Q: The writer Lydia Davis said of your translation, “Rachel Careau, in her attentive, sensitive translation, avails herself of a wide, rich vocabulary and nimble syntax to match Colette’s own linguistic ingenuity.” What do you think of that description?

 

A: I am deeply gratified that Lydia Davis saw those qualities in my translation. I worked hard to reproduce those very elements of Colette’s style, both because it’s part of my translation ethos and because earlier translators often failed to do so.

 

Colette was a sophisticated prose stylist, and I think her writing has frequently been “dumbed down.” She had a fascinatingly varied vocabulary, replete with classical and literary usages, specialized and technical words, zoological and botanical terms, slang and argot, and obscure regionalisms.

 

The Pure and the Impure gives us urticant, decretal, moucharaby, batrachian, filiform, ocellated, umbilicate, nance—all of them lost in the earlier translation by Herma Briffault.

 

Syntax reveals how authors think, what is important to them; the order of words, the way ideas unfold in a sentence or across a paragraph, aren’t incidental to the ideas the words express. So I try to attend to the order of words and phrases as closely as I can, given the differences between languages, particularly when the authors themselves are making choices that are nonstandard.

 

Q: What do you see as the significance of the novel’s title?

 

A: That’s a question that Colette scholars have been mulling over for decades!
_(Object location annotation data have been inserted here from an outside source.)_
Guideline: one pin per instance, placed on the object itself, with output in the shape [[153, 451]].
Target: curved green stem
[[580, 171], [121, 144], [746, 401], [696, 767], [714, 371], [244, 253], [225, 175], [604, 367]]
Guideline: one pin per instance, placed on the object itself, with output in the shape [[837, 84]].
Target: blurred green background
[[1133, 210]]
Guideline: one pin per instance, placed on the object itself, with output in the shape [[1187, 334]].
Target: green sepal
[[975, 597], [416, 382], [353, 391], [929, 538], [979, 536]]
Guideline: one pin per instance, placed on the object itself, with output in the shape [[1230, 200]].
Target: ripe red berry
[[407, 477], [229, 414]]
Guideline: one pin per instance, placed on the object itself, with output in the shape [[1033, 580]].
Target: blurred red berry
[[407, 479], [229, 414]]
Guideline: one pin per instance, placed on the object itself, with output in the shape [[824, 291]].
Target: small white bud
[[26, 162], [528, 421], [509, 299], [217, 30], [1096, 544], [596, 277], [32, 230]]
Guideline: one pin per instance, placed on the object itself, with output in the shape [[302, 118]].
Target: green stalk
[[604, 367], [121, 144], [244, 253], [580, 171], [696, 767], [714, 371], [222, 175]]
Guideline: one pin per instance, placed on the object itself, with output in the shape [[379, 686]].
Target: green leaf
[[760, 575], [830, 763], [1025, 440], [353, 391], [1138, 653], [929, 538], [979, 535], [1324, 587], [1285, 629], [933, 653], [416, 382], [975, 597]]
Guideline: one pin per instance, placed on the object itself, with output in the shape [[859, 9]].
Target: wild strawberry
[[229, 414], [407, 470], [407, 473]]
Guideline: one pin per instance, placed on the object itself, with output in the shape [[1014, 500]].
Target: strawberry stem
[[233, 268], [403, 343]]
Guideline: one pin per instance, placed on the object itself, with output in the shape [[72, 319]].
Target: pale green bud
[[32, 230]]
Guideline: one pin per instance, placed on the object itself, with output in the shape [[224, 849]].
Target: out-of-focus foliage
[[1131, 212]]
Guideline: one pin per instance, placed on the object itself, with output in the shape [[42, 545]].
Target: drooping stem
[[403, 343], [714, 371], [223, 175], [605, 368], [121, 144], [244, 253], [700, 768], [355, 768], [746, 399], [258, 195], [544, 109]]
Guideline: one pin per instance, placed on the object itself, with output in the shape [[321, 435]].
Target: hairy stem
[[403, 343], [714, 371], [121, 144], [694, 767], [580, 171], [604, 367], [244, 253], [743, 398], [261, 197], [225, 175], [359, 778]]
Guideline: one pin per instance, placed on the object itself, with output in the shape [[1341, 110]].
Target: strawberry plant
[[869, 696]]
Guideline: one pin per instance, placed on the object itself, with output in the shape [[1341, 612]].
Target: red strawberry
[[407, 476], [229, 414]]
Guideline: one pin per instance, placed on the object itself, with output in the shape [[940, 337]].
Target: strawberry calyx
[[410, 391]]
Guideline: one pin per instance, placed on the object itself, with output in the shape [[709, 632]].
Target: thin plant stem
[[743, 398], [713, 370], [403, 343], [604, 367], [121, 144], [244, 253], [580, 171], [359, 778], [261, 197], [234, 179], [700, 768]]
Not easy to answer.

 

Purity as Colette defines it in the book doesn’t have the sexual or moral sense that we might expect; it has more to do with the concept of devotion, of commitment, to an ideal—an ideal that, in this case, finds its expression in gender and sexuality.

 

Purity seems to be a state “free from anything extraneous to the ruling passion,” as the scholar Elaine Marks put it, but it may or may not be chaste.

 

Q: How would you describe Colette’s legacy today?

 

A: I think Colette’s legacy today is threefold.

 

First, there is her image: She was the most-photographed writer of the 20th century, according to Kathleen Antonioli in her new biography Colette, and there are so many striking and widely available photographs of her that I think her image has become inextricably associated with her name and her work.

 

Second, there is her example: As a woman she made her own definition, defying societal norms and expectations, flouting sexual and gender conventions, rising to the top of her profession despite the sometimes patronizing assessments of her work, achieving a number of firsts—first woman elected president of the Académie Goncourt, first woman accorded a state funeral in France…Although she eschewed the feminist label, she nevertheless presents an example for feminists to follow.

 

Third, and most importantly, there are her books: She was considered the greatest 20th-century French prose stylist after Proust (and some would say that as a stylist she exceeds Proust), and she left behind many masterpieces of great insight and artistry, among them Chéri, The End of Chéri, My Mother’s House, Break of Day, Sido, and The Pure and the Impure.

 

Q: What are you working on now?

 

A: I’m planning to take a break from translation to return to a project I’ve been working on intermittently for the better part of a decade, a book about my mother, who died by suicide in 1994, when she was 63. It’s evolved formally over time, from a straight narrative to something more fragmentary, collagelike, and associative.

 

The current form, an accumulation of short texts, feels both more manageable and more interesting to me—I started out in graduate school as a poet, and my more recent work has been prose poetry—and I want to see how the project might develop if I can focus on it without interruption.

 

Q: Anything else we should know?

 

A: Many of us—and this includes me—read Colette in our youth. But I think she’s an author who rewards revisiting later in life, especially in some of the newer translations that have been coming out in recent years.

 

At the same time, I hope she will gain a new generation of readers, for the intelligence of her insights, the particularity of her observations, and the elegance of her prose.